The college’s board cited declining enrollment as a reason for ending its 115-year tradition of women-only education. Enrollment this year is about 700, about the same as it had been when the change was made.
Some justices voiced concern about whether the breach of contract lawsuit was tossed out prematurely, before the plaintiffs were allowed to present their case.
“It seems to me there’s going to have to be evidence,” said Justice Donald Lemons. He said the situation is akin to someone applying to a dentistry school, then enrolling and finding out it’s really a veterinary school.
Fuhr argued that students were never expressly promised that the college would remain all-female.

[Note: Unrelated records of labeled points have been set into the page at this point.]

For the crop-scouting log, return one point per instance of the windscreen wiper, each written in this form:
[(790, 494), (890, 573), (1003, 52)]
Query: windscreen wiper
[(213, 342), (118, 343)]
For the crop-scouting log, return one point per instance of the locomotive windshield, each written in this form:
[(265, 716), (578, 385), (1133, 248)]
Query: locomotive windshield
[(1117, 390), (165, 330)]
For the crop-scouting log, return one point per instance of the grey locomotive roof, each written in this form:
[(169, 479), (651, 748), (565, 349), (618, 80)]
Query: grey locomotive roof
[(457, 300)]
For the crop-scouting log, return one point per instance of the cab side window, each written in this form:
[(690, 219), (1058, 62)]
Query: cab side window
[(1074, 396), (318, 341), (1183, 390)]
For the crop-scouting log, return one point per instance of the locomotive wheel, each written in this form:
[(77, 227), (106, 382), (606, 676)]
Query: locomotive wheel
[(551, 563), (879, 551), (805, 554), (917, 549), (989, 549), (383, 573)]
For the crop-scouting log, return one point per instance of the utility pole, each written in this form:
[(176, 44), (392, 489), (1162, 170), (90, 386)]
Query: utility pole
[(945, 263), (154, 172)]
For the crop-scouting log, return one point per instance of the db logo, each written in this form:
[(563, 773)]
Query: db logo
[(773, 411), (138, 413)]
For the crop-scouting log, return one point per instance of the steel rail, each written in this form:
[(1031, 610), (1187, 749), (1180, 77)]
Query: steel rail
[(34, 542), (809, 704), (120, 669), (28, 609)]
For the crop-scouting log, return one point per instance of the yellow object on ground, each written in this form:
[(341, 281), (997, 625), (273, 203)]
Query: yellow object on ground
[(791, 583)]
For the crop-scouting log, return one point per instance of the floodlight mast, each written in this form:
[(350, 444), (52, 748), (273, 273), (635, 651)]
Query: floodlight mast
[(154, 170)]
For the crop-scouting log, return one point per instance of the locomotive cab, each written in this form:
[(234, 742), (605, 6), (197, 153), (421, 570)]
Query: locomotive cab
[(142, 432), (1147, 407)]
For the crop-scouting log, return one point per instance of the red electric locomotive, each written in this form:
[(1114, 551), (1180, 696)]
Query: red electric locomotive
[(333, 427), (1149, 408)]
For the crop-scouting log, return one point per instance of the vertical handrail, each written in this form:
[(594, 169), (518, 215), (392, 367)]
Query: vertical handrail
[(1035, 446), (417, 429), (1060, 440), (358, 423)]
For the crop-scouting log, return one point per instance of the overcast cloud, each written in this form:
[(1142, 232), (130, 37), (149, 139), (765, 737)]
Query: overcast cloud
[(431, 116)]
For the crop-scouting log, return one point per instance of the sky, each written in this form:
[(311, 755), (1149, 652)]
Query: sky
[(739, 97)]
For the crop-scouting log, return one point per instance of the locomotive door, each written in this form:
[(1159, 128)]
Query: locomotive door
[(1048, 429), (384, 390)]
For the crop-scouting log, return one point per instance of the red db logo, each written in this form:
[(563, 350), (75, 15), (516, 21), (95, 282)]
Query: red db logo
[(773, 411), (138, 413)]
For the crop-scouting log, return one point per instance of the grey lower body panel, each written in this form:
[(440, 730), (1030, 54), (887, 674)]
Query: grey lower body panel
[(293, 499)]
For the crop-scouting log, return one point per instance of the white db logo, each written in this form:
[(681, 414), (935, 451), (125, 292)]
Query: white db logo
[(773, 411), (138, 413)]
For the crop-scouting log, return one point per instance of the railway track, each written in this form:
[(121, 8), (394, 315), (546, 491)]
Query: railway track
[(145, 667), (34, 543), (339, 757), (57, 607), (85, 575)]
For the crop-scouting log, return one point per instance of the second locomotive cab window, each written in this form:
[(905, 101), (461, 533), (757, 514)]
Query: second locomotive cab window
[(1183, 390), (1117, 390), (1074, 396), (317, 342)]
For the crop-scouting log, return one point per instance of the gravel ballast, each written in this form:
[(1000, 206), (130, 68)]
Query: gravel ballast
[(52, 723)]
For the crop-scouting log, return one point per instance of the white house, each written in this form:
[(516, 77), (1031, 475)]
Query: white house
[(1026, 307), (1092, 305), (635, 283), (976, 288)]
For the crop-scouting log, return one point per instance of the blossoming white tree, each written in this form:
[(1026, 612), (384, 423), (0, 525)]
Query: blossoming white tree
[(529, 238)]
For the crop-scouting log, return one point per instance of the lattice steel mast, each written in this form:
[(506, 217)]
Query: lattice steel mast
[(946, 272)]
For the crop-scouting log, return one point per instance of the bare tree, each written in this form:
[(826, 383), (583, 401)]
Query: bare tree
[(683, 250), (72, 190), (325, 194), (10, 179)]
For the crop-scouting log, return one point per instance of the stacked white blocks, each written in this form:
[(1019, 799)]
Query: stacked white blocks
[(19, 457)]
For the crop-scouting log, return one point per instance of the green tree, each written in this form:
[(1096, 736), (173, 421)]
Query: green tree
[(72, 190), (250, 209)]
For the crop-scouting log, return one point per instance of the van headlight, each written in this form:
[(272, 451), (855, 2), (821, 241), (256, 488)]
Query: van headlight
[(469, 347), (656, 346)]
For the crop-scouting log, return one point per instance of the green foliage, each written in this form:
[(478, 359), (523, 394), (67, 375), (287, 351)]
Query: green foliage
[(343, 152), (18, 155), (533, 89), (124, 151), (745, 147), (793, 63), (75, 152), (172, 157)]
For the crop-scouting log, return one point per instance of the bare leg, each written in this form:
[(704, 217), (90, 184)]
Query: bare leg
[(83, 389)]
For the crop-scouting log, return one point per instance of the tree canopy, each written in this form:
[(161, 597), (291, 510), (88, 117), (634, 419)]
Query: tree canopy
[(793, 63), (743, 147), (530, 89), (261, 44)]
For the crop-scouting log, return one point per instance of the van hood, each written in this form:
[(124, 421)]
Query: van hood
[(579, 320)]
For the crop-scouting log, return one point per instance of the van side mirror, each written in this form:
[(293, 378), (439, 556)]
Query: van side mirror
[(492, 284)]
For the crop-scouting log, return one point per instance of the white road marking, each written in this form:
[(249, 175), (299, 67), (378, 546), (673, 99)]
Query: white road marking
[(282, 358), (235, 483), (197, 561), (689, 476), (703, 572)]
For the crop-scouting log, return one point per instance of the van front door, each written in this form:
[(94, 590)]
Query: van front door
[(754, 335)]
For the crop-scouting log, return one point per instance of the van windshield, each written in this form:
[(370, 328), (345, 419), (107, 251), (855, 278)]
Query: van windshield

He also said students don’t commit to stay for four years when they enroll, so “at most you had a one-semester contract.”
Durrette disagreed, saying enrollment in a four-year college is “like a lease with an option to renew.” And in this case, he suggested, the terms were being changed midstream.
The second lawsuit, which also was dismissed by the circuit court, centered on whether charitable trust law prohibits the college from spending donations on coeducation.
“Fundamentally, it’s wrong to take assets intended for one purpose and use them for another purpose, charitable or otherwise,” plaintiffs’ attorney William Hurd told the court.
Justice Steven Agee wondered whether Hurd’s argument meant a food bank couldn’t expand its services and offer clothing for the needy. Fuhr said such an outcome would erect “a very serious roadblock to a lot of public good.”
Fuhr also argued that under the law, it would be up to the state attorney general to intervene if donations were being improperly spent.
The Supreme Court is expected to rule on the cases in June.